Duelo a garrotazos (Francisco de Goya) |
Una sociedad no es democrática si carece de valores compartidos entre sus actores. Sin consenso democrático no hay conflicto que no degrade en una microguerra civil. Y eso es lo que nos está ocurriendo en este país, donde hemos perdido la capacidad de calibrar la importancia del adversario para la existencia democrática. De este modo, cualquier espacio de encuentro se ve sustituido por disputas inacabables.
Lo cierto es que, hoy, el mundo occidental es totalmente dependiente de poderes económicos internacionales capaces de secuestrar la voluntad de la ciudadanía. Y es que, el incuestionable hecho de la globalización, ha supuesto una liberación en la circulación de capitales derivada de la fusión de grandes corporaciones que han creado formidables imperios económicos transnacionales. Si a ello le añadimos el exponencial desarrollo de internet, el resultado ha supuesto el florecimiento de nuevas instituciones financieras que generan su propia dinámica de negocio y rentabilidad por encima de las economías nacionales que pretendan los diferentes Estados para sus miembros.
Para añadir gravedad a la situación es constatable que la parte más hegemónica del empresariado es absolutamente hostil a las exigencias de legalidad en la actividad laboral. Y con estos mimbres es imposible mantener unos hábitos democráticos. Porque no se puede pensar la democracia desvinculada de la actividad económica. Ni tampoco en inculcar una cultura democrática que no tenga profundas raíces en el mundo del trabajo. Es terrible comprobar cómo un gran número de trabajadores consideran ya su puesto de trabajo como una medida de gracia de su empleador, cómo aceptan su explotación como si fuera algo natural; y cómo desprecian todo aquello que pretenda encauzar a su patrón, en especial, a los sindicatos, a los que consideran enemigos natos. Esta cultura estructural de sumisión de los trabajadores es extraordinariamente dañina para la democracia.
Por eso se estimula desde internet. Lo que nos demuestra que las redes no potencian la democracia. Las plataformas son hiperactivas, y solo son sociales en apariencia. Son espacios constituidos para obtener beneficios, y las empresas que los sustentan privilegian los estilos de conversación que les interesan, limitando aquellas que no. Incentivan aquellas formas de expresión que atraen liques y pulgares hacia arriba, auténtica dopamina por el mero hecho de participar. El contenido que genera las sensaciones más fuertes —odio, indignación, tristeza, violencia— hay que saberlo manejar. Y ellos son maestros en ese arte: nos han convertido en marionetas fáciles de manipular.

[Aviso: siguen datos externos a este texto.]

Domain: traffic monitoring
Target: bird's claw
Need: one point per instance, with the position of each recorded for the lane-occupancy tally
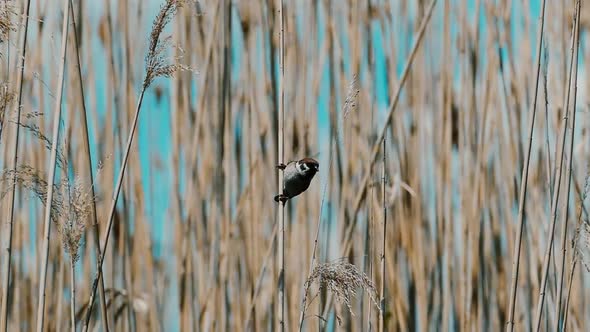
(281, 198)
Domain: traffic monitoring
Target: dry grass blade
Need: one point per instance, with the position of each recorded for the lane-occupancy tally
(77, 208)
(156, 60)
(583, 244)
(343, 280)
(34, 181)
(8, 24)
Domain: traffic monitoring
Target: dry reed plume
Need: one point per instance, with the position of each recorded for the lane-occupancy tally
(455, 229)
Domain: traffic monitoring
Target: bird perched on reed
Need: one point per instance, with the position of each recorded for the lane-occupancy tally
(298, 175)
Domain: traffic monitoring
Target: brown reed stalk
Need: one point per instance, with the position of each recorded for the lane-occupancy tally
(391, 109)
(383, 242)
(281, 160)
(52, 166)
(524, 182)
(8, 249)
(575, 254)
(88, 159)
(568, 177)
(156, 66)
(375, 149)
(556, 189)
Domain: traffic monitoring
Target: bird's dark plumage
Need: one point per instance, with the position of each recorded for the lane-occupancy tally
(298, 176)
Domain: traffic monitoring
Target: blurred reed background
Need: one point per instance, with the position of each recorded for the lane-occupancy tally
(192, 246)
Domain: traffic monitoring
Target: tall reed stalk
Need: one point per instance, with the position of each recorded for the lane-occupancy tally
(524, 182)
(568, 176)
(155, 67)
(86, 147)
(569, 107)
(383, 242)
(281, 161)
(52, 166)
(10, 223)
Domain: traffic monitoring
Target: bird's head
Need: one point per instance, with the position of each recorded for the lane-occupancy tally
(308, 166)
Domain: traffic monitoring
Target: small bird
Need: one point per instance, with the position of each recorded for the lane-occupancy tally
(298, 175)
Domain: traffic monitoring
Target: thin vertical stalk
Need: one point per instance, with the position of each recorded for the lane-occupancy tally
(391, 109)
(8, 248)
(86, 147)
(281, 155)
(572, 80)
(568, 177)
(382, 258)
(52, 164)
(569, 292)
(73, 294)
(524, 182)
(112, 209)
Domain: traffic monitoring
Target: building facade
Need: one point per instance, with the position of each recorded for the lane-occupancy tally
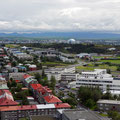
(98, 78)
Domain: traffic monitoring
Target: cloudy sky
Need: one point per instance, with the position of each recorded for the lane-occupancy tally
(59, 15)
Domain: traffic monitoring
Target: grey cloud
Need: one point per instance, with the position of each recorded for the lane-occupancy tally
(59, 15)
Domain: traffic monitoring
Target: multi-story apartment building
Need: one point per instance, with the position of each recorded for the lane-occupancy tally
(99, 78)
(57, 72)
(68, 77)
(17, 112)
(107, 105)
(44, 94)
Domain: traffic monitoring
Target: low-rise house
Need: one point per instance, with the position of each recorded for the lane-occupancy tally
(107, 105)
(17, 76)
(32, 67)
(68, 77)
(6, 98)
(17, 112)
(72, 84)
(98, 78)
(44, 94)
(80, 114)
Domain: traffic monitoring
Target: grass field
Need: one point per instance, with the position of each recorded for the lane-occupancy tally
(11, 46)
(99, 57)
(111, 61)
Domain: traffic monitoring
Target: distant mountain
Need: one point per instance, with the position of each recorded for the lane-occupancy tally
(79, 35)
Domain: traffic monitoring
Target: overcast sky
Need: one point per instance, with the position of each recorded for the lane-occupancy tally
(60, 15)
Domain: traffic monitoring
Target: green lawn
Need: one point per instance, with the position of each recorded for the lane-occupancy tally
(11, 46)
(111, 61)
(85, 68)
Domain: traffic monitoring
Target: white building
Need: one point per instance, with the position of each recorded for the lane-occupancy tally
(57, 72)
(69, 77)
(100, 78)
(17, 76)
(72, 84)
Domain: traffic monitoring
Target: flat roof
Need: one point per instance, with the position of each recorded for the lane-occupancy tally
(81, 115)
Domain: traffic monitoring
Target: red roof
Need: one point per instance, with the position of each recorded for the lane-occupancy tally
(52, 99)
(62, 105)
(6, 98)
(17, 81)
(26, 76)
(3, 55)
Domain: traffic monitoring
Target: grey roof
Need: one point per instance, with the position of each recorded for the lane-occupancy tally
(81, 115)
(109, 102)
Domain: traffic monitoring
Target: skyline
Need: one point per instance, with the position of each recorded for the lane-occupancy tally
(60, 16)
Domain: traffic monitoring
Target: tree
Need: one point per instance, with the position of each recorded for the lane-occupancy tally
(38, 77)
(89, 96)
(14, 63)
(8, 84)
(43, 73)
(108, 71)
(114, 115)
(90, 103)
(61, 94)
(52, 82)
(39, 66)
(13, 83)
(45, 82)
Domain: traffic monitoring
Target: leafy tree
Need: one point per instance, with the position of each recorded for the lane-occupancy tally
(39, 66)
(114, 115)
(108, 71)
(43, 73)
(89, 96)
(118, 69)
(61, 94)
(13, 83)
(90, 103)
(14, 63)
(52, 82)
(45, 82)
(38, 77)
(8, 84)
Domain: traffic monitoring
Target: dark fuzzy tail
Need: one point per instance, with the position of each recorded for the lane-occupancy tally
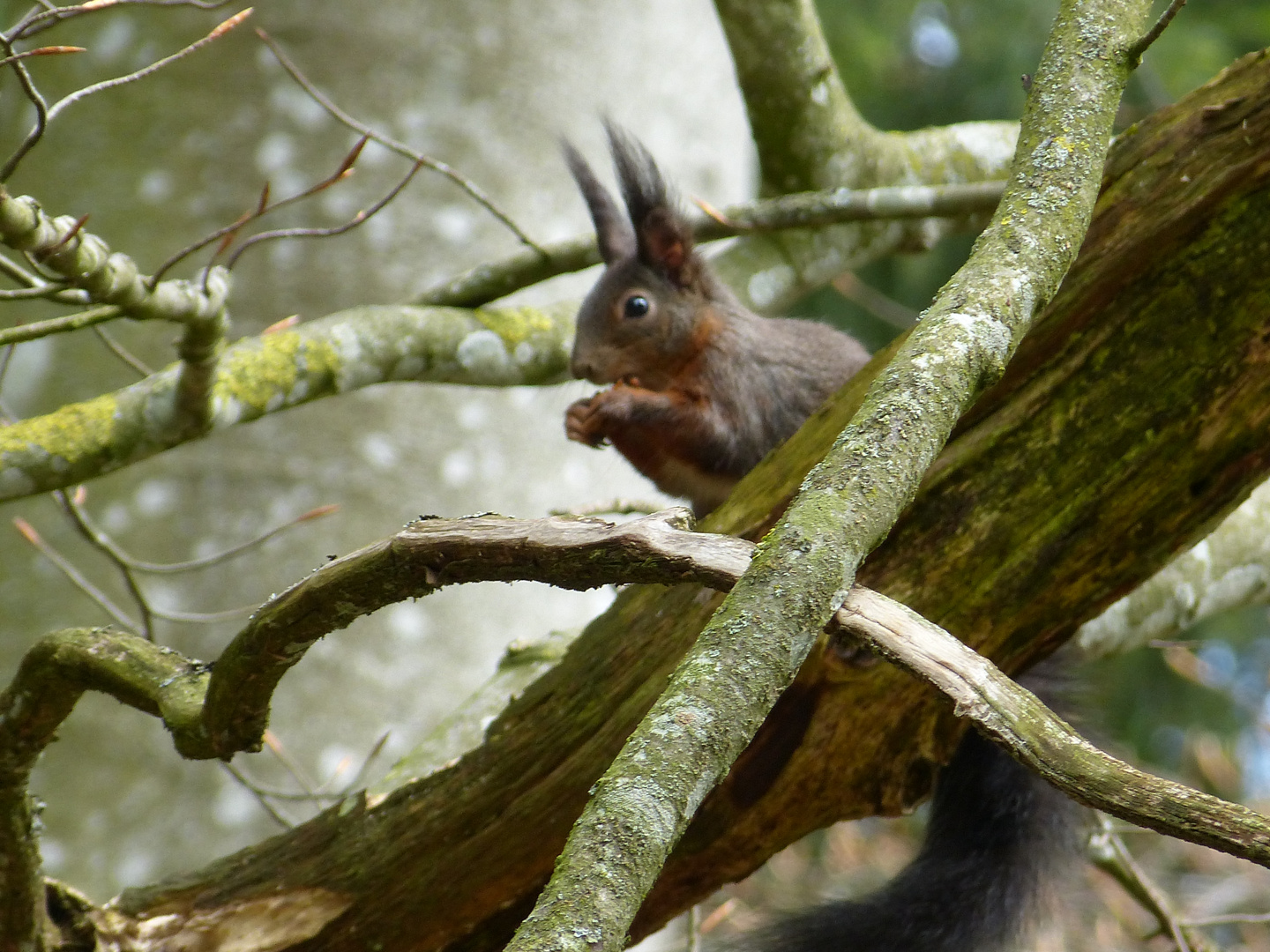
(997, 836)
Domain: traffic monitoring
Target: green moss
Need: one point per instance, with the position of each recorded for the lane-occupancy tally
(72, 433)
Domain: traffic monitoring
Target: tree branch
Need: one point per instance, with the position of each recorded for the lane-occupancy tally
(568, 553)
(258, 376)
(564, 551)
(1229, 569)
(51, 678)
(810, 136)
(1044, 743)
(810, 210)
(755, 643)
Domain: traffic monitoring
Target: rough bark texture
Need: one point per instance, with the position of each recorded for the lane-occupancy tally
(256, 376)
(755, 643)
(1132, 418)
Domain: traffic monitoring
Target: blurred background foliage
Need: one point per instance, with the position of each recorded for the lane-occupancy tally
(1195, 709)
(490, 90)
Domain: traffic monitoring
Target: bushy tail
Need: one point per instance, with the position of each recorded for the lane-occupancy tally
(997, 834)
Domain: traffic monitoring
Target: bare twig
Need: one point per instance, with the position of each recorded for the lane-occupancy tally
(220, 31)
(72, 574)
(1114, 859)
(467, 184)
(1138, 48)
(38, 20)
(37, 131)
(41, 51)
(874, 301)
(169, 614)
(116, 348)
(295, 770)
(362, 216)
(262, 798)
(71, 505)
(175, 568)
(263, 207)
(60, 325)
(807, 210)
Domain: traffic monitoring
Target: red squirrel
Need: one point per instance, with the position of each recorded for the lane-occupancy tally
(703, 387)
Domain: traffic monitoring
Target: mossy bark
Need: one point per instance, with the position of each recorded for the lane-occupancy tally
(1132, 418)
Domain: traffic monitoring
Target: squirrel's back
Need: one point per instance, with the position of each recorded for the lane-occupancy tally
(701, 391)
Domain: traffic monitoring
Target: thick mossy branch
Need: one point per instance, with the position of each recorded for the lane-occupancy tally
(1229, 569)
(1039, 739)
(569, 553)
(51, 678)
(256, 376)
(1044, 508)
(758, 639)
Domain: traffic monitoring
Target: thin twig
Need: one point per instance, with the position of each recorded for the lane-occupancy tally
(692, 926)
(74, 574)
(37, 131)
(875, 302)
(467, 184)
(1138, 48)
(1229, 919)
(169, 614)
(355, 781)
(41, 51)
(1114, 859)
(295, 770)
(116, 348)
(262, 208)
(324, 233)
(37, 22)
(176, 568)
(60, 325)
(220, 31)
(260, 796)
(18, 273)
(70, 504)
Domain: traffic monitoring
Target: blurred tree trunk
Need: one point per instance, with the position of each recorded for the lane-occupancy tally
(1131, 420)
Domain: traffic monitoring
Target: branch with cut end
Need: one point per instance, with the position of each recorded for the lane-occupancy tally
(208, 714)
(427, 555)
(1044, 743)
(755, 643)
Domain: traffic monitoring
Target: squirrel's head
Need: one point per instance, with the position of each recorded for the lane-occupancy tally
(643, 317)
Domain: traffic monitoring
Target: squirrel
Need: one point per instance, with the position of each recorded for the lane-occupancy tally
(701, 390)
(701, 387)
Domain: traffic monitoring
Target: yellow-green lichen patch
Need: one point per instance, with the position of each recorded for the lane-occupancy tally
(263, 374)
(516, 324)
(71, 433)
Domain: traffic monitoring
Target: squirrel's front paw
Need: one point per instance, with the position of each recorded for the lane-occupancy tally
(582, 424)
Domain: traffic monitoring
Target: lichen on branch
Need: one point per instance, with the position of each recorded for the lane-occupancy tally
(757, 640)
(257, 376)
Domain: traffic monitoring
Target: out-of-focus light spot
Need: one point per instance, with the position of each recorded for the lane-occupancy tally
(931, 38)
(378, 450)
(459, 467)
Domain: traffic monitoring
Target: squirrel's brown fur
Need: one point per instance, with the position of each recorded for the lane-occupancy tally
(703, 387)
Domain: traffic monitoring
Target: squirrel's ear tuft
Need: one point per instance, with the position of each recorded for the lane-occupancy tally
(612, 233)
(661, 235)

De vital importancia resulta el pensamiento crítico, el no saberse conformar. Romper las reglas puede resultar cosa saludable para el pensamiento; es como intuir que el tiempo, a veces, puede estar de nuestro lado, y que las ideas, nuestras ideas, esas que con tanta duda incubamos, pueden ser el germen de un nuevo paradigma; esto es, de una superación del estatus actual.
Pero no es fácil inculcar esta idea, demasiado avanzada ante el adormecimiento digital al que nos someten las redes y otros medios de comunicación. Conformémonos con la habilidad de comprender que, aún, en la situación actual, cabe cooperar de manera estable, y que en esa cooperación cuentan, y mucho, todas aquellas personas con las que se diverge en las distintas cuestiones, incluso si se diverge en todas ¡Faltaría más!